Produit par Tony Visconti, l'album démarre par les deux phrases clefs d'un plaidoyer pour la paix que le timbre de voix si caractéristique de Lynott rend immédiatement bouleversant. Sous un groove qui ne mâche pas sa soul, c'est le souffle lointain des batailles de l'âge de fer qui s'exprime tout en posant une vraie question de société. Quelle rencontre ! Possédés par une ambiance qui s'électrise sans cesse tout au long des premiers titres de l'album, c'est presque par surprise que l'on entend s'élever soudain la plainte d'un saxophone en direction d'un père dont l'absence fut cruelle. Sans régler ses comptes, Phil parle de ses souffrances, des petites chutes de la vie dont on ne se relève pas intact et nous prouve de nouveau son excellente qualité de songwritter.
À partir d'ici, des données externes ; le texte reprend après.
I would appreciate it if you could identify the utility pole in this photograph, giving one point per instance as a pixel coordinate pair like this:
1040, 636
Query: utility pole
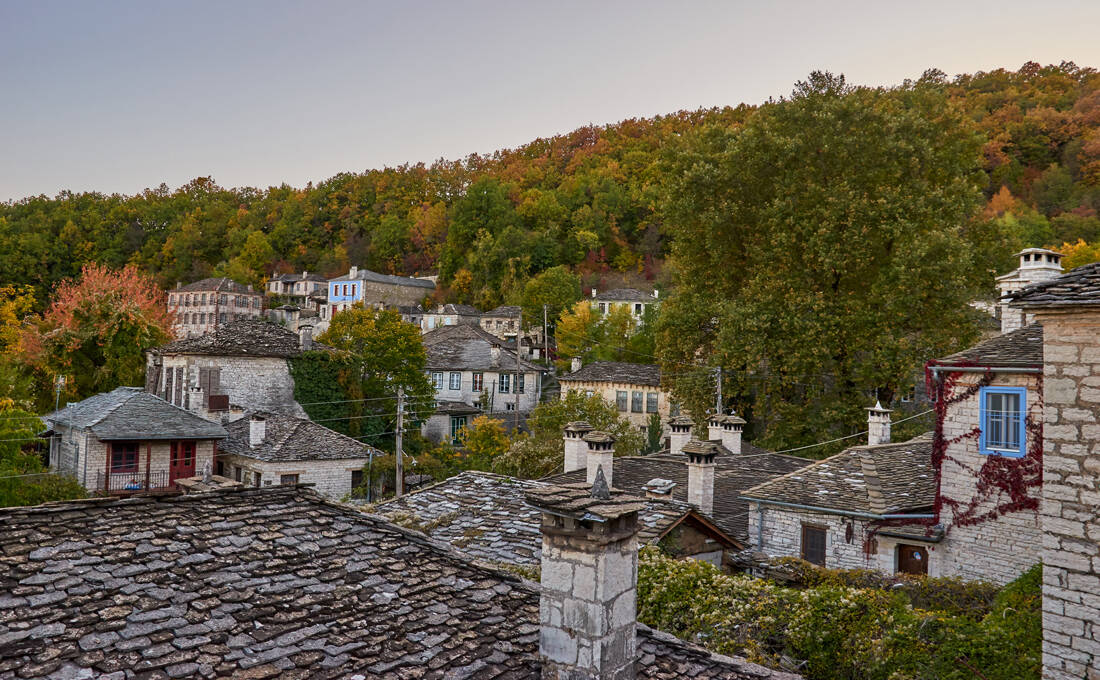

Blues ou celtiques, les influences qui habitent ce disque n'entachent en rien la fièvre hard qui le parcoure. Bien au contraire. Chaque morceau est une salve lyrique où guitares et textes n'ont rien à s'envier. Si ailleurs, ce sont les balades rock qui ajoutent à la palette Lizzy cette touche de subtile fragilité où le soul et le groove transpirent entre chaque accord, c'est pour mieux conforter l'idée que nous sommes face à l'un des meilleurs albums de rock de tous les temps. Ajoutons à cela, un son typique, souvent copié, jamais égalé. Une formule à deux guitares en ayant influencé plus d'un et vous finirez par trouver cette mauvaise réputation définitivement fréquentable.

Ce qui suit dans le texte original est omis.